Managing large applications

Ensuring optimum performance

In previous chapters, I’ve focused on RDBMS features. Now, I want to talk about the useful features provided by Bigtables and how to improve the performance of your Bigtable applications.

Bigtables clones are a type of NoSQL database that emerged from Google’s seminal Bigtable paper. Bigtables are a highly distributed way to manage tabular data. These tables of data are not related to each other like they would be in a traditional Relational Database Management System (RDBMS).

Bigtables encourage the use of denormalisation — copying summary data in to several records — for fast read speed, rather than using relationships that require CPU-costly data reconstitution work at query time.
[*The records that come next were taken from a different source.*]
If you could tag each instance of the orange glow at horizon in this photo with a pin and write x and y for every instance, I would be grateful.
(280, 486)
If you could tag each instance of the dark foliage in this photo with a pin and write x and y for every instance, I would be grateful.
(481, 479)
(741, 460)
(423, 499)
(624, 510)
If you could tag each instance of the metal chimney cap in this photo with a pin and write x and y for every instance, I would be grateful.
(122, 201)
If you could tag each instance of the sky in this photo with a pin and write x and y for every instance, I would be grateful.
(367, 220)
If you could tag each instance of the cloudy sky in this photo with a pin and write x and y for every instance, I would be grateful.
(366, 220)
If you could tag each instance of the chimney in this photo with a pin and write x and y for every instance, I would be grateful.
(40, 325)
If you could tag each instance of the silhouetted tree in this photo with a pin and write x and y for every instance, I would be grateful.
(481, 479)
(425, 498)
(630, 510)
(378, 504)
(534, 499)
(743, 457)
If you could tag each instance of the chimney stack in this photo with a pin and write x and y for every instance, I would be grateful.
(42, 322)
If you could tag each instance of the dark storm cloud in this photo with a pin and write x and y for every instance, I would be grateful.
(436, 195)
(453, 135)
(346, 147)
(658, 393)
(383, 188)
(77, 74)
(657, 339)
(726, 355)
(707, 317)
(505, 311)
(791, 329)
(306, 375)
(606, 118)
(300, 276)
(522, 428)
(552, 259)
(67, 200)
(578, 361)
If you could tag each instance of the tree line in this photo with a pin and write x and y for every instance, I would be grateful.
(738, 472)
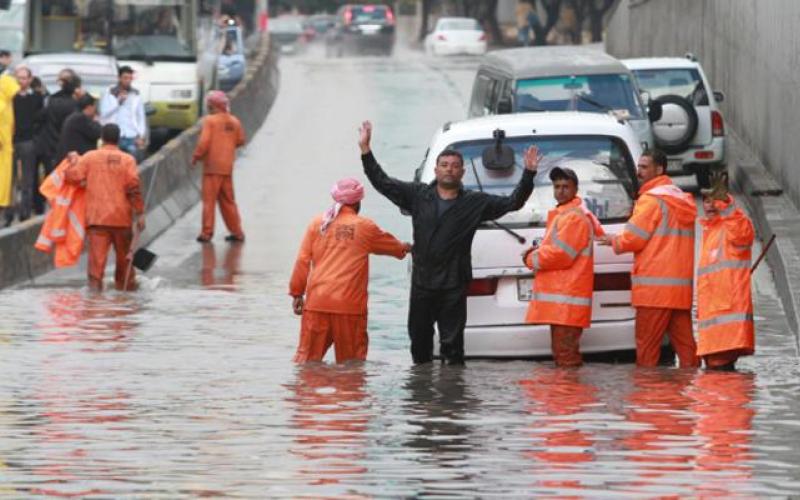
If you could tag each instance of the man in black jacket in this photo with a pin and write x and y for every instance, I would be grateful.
(445, 217)
(81, 130)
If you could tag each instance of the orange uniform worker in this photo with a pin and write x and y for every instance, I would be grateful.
(660, 233)
(113, 199)
(332, 270)
(222, 133)
(564, 268)
(724, 299)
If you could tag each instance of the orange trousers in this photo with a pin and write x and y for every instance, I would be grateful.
(652, 323)
(318, 330)
(99, 241)
(566, 342)
(219, 188)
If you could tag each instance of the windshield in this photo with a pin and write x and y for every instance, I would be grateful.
(153, 29)
(594, 93)
(607, 179)
(11, 28)
(684, 82)
(459, 25)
In Chapter 11, I cover the use of Bigtables; however, to make the best use of them, you first need to understand how they organize data and how to structure data for its optimal use. That's the purpose of this chapter.
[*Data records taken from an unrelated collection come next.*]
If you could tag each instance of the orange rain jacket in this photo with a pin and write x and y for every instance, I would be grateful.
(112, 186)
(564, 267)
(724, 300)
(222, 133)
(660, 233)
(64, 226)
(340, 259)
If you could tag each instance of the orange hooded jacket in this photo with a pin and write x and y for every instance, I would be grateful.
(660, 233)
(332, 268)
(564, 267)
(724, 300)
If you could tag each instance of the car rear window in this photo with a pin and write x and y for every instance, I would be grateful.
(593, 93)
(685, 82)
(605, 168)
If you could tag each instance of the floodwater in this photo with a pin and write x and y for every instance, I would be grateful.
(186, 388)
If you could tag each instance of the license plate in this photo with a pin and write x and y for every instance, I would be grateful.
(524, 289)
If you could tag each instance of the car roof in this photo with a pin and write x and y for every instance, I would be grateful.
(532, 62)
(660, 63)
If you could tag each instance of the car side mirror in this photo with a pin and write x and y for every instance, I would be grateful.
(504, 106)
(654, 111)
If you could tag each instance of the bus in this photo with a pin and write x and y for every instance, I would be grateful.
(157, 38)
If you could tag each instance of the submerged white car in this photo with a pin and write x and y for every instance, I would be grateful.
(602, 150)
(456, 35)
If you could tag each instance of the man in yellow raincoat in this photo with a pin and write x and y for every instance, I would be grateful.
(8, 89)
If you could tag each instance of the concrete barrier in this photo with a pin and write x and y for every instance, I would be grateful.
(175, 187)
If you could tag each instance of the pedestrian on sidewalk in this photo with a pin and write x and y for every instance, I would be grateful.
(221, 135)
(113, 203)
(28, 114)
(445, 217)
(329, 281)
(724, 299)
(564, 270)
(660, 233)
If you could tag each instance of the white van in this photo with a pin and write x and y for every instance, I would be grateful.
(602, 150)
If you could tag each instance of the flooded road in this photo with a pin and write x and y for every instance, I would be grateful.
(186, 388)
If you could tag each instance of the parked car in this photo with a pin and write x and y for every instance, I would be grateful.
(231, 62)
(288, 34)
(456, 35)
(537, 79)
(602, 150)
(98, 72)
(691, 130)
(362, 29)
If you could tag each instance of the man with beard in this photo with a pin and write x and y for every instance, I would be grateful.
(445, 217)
In this chapter, I describe how Bigtable clones based on Google’s original Bigtable are different from RDBMS technology. I also discuss the mindset needed to understand and best use Bigtable NoSQL databases.

Storing Data in Bigtables

A Bigtable has tables just like an RDBMS does, but unlike an RDBMS, a Bigtable tables generally don’t have relationships with other tables. Instead, complex data is grouped into a single table.

A table in a Bigtable consists of groups of columns, called column families, and a row key. These together enable fast lookup of a single record of data held in a Bigtable. I discuss these elements and the data they allow to be stored in the following sections.

Using row keys

Every row needs to be uniquely identified. This is where a row key comes in. A row key is a unique string used to reference a single record in a Bigtable. You can think of them as being akin to a primary key or like a social security number for Bigtables.

Many Bigtables don’t provide good secondary indexes (indexes over column values themselves), so designing a row key that enables fast lookup of records is crucial to ensuring good performance.

A well-designed row key allows a record to be located without having to have your application read and check the applicability of each record yourself. It’s faster for the database to do this.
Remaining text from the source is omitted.